Глава Х. Зачарованное Место
Кристофер Робин собирался уходить. Никто не знал, почему он уходил, и никто не знал, куда; на самом деле никто даже не знал, откуда он знает, что Кристофер Робин собирается уходить. Но несмотря на это, кое-кто, а скорее всего, даже все в Лесу чувствовали, что рано или поздно это произойдет. Даже Самый Крохотный из Всех друг-и-родственник Кролика, который мог только претендовать на то, что когда-то видел ногу Кристофера Робина, да и то никакой уверенности в том, что это была нога именно Кристофера Робина, не было, потому что вполне возможно, это было что-нибудь другое, даже этот Самый Крошечный из Всех говорил себе, что теперь Порядок Вещей изменится и Все Будет По-Другому. И Рано или Поздно, два других родственника-и-друга сказали друг другу: «Ну что, еще Рано? » или «Ладно, уже Поздно? » такими безнадежными голосами, что на самом деле бесполезно было ждать ответа.
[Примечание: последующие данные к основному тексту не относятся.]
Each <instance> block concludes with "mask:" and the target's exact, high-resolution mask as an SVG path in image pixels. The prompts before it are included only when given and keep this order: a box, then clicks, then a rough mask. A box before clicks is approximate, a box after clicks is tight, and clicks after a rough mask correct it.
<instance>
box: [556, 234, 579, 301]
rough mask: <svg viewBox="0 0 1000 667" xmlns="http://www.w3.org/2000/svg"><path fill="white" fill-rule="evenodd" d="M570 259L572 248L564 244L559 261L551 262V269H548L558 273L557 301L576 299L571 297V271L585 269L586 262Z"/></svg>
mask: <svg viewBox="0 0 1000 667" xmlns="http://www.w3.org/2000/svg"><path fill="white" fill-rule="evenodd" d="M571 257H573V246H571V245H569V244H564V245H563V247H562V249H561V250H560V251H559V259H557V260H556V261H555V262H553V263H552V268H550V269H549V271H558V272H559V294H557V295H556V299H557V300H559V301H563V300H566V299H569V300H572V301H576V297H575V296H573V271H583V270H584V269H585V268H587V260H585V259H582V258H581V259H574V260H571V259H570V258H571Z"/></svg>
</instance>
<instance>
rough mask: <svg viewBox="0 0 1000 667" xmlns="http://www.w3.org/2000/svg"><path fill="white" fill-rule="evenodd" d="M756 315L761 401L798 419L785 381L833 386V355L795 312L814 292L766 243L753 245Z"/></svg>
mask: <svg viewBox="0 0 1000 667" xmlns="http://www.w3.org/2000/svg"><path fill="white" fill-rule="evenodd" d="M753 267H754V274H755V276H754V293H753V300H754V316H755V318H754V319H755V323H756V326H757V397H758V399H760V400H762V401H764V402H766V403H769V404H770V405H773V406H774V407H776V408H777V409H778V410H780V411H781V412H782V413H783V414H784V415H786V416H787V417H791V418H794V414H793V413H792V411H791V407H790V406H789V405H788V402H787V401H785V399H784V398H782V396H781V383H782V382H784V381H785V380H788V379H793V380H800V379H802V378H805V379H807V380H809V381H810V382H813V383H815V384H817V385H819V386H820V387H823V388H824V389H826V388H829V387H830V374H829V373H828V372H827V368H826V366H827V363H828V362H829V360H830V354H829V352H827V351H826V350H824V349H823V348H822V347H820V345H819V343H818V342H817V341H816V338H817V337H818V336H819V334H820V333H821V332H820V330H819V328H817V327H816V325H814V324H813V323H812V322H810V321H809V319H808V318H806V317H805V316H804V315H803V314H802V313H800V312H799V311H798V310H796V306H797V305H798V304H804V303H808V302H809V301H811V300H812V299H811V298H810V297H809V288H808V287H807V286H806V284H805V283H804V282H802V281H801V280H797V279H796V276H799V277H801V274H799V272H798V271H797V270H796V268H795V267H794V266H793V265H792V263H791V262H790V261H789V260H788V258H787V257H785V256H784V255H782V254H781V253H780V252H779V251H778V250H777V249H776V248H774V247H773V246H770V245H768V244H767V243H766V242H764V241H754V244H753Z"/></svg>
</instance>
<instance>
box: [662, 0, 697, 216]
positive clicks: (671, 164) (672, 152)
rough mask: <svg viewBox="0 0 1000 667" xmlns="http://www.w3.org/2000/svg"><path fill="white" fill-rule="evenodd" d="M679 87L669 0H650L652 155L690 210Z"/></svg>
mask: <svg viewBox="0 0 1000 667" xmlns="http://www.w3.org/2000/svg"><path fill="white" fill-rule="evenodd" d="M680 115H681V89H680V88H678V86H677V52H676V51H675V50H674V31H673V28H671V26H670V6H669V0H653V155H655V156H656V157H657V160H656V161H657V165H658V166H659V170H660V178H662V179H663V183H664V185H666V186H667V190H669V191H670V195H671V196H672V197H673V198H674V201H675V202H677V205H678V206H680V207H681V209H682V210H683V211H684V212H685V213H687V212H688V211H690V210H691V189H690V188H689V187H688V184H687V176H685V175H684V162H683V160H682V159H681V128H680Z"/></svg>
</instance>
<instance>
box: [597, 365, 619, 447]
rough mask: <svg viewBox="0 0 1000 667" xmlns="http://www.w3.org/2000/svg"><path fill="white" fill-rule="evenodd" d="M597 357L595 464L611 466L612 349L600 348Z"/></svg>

И однажды, когда Кролик почувствовал, что больше не может ждать, он распространил Писку, в которой говорилось: «Писка на митинг всех около двух в Медвежьем Углу проведения Ризолюции По Приказу Держаться Налево Подписано Кролик». Он должен был переписать это три раза, прежде чем ризолюция приобрела должный вид, который он ей намеревался придать, когда начинал писать ее; но когда наконец она была закончена, он взял ее и понес, чтобы показать всем и всем прочитать, и они все сказали, что придут и выслушают его. «Ладно», сказал И-Ё тогда же днем, когда он увидел всех приближающихся к его дому. «Вот так сюрприз. Что, и я тоже приглашен? » «Не бери его в голову», шепнул Кролик Пуху. «Я ему все сказал еще утром». «Как ты поживаешь, И-Ё», сказали все, и он сказал, что никак, не обращая, впрочем, на них никакого внимания, и тогда они сели. И как только они все сели, Кролик опять встал.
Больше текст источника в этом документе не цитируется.